I ended up choosing Her Farm Nepal, a woman owned and operated farm in rural Nepal. I closed my eyes, wished for the best, and bought a flight to Kathmandu 3 days before departure. Once I arrived to Kathmandu, I found myself in a taxi, winding through the chaotic streets for an hour until I arrived at what I hoped was the guesthouse I had booked the day before. The next day, I hopped on a minibus to the city center’s bus stop, where I walked through, yelling “Madhbhesi” until a driver finally took pity on me and said they could stop in Madhbhesi on their way to Pokhara. As the goat bellowed on the roof of the bus, we climbed up and down the mountains, passing piles of trash on fire and beautiful terraced hillsides.
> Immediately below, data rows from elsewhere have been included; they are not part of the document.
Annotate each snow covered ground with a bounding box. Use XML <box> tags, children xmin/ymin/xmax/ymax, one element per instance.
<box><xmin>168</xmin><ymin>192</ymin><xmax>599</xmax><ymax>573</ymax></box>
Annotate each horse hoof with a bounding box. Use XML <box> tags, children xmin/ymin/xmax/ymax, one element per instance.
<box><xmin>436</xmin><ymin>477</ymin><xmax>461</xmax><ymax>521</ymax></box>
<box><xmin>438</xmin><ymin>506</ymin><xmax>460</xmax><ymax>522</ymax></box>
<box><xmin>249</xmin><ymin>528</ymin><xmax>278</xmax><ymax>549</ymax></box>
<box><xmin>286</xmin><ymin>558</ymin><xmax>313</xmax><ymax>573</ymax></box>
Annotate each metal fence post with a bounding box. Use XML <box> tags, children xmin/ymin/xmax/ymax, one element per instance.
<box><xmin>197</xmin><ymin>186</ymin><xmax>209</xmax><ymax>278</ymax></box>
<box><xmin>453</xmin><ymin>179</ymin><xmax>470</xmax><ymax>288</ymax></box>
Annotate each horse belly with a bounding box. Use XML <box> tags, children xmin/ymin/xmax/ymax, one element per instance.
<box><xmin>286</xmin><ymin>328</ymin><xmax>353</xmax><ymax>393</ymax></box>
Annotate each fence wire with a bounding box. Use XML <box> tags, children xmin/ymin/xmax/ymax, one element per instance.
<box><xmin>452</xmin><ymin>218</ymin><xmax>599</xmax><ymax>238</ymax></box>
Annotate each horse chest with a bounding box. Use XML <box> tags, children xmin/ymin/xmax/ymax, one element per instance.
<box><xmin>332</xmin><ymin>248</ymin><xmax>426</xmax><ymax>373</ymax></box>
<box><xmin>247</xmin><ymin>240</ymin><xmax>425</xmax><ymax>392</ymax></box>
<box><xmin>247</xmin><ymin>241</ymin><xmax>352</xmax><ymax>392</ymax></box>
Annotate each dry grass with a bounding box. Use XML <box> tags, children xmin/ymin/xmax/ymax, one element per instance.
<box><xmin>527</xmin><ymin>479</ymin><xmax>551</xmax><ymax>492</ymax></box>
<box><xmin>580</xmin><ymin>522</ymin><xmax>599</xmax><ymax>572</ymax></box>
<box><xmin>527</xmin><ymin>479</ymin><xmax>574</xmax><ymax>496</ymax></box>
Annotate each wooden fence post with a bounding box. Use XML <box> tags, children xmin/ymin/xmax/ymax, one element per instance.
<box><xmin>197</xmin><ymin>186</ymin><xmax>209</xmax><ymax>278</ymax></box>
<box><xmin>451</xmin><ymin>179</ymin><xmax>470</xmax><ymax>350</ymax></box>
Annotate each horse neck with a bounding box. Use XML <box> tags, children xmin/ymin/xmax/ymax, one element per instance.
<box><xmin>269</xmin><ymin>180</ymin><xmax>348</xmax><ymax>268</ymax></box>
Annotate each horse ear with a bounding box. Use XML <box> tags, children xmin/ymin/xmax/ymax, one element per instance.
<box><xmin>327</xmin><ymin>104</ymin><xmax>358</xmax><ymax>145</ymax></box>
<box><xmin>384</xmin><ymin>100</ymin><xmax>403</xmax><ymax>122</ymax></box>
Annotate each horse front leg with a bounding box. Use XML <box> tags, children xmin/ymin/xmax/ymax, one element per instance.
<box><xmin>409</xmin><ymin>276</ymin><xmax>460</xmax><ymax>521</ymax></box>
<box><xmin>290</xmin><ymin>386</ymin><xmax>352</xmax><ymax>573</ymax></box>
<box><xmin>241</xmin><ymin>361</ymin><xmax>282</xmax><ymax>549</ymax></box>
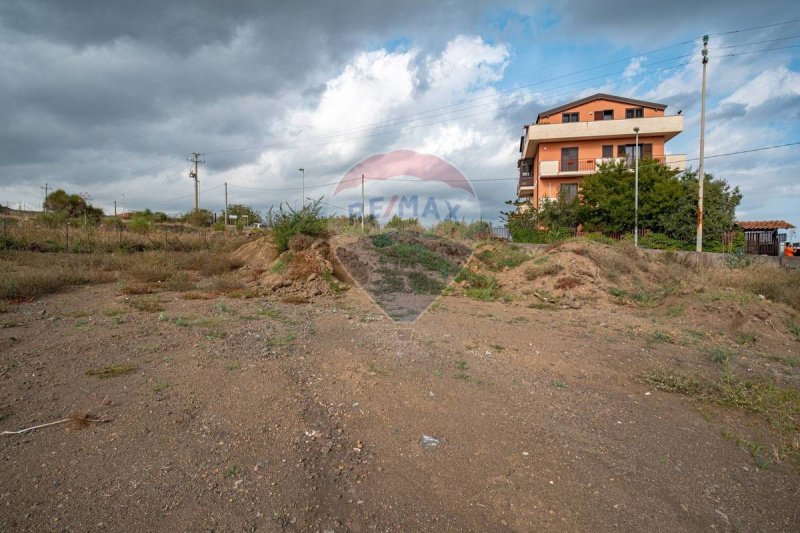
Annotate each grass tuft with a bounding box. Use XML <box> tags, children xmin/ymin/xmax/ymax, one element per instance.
<box><xmin>86</xmin><ymin>363</ymin><xmax>139</xmax><ymax>378</ymax></box>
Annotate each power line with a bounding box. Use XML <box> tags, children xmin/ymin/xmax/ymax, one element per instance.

After 4 hours, the driver stopped out of nowhere, pointed at me, and said, “get out.” I got out, found my way to the café the farm told me to phone from, and called them to say I had arrived. They told me to grab lunch and someone would be down to get me soon.

Her Farm being a women’s farm, I expected a woman to gather me and show me the path up the mountain. Instead, a man in his 20s came up to me and said, “follow, sister.” Again, hoping for the best, I followed and soon found myself switching backpacks with him and hopping on the back of his motorcycle. Now, if someone was telling me this story, I’d be picturing Nepal’s version of the Lizzie McGuire movie, but I’ll tell you now, this is not that story. Instead, I’m hanging on for dear life to a man that I’m still not 100% convinced is with the farm, trying to take in the view, and debating whether or not I should tell my parents about this if I do happen to make it through this alive.

We finally got to the top of the mountain, where Her Farm owns a large plot of land and I took my first deep breath in 73 hours. I think the entire experience at Her Farm was only made better by my chaotic journey there because I had no time to form expectations, no time to spiral out about nerves, and no time to worry about anything other than completing the next step of my journey. It all goes to show that sometimes, when things don’t go according to plan, it can be all for the better; just close your eyes, hope for the best, and hold on tight.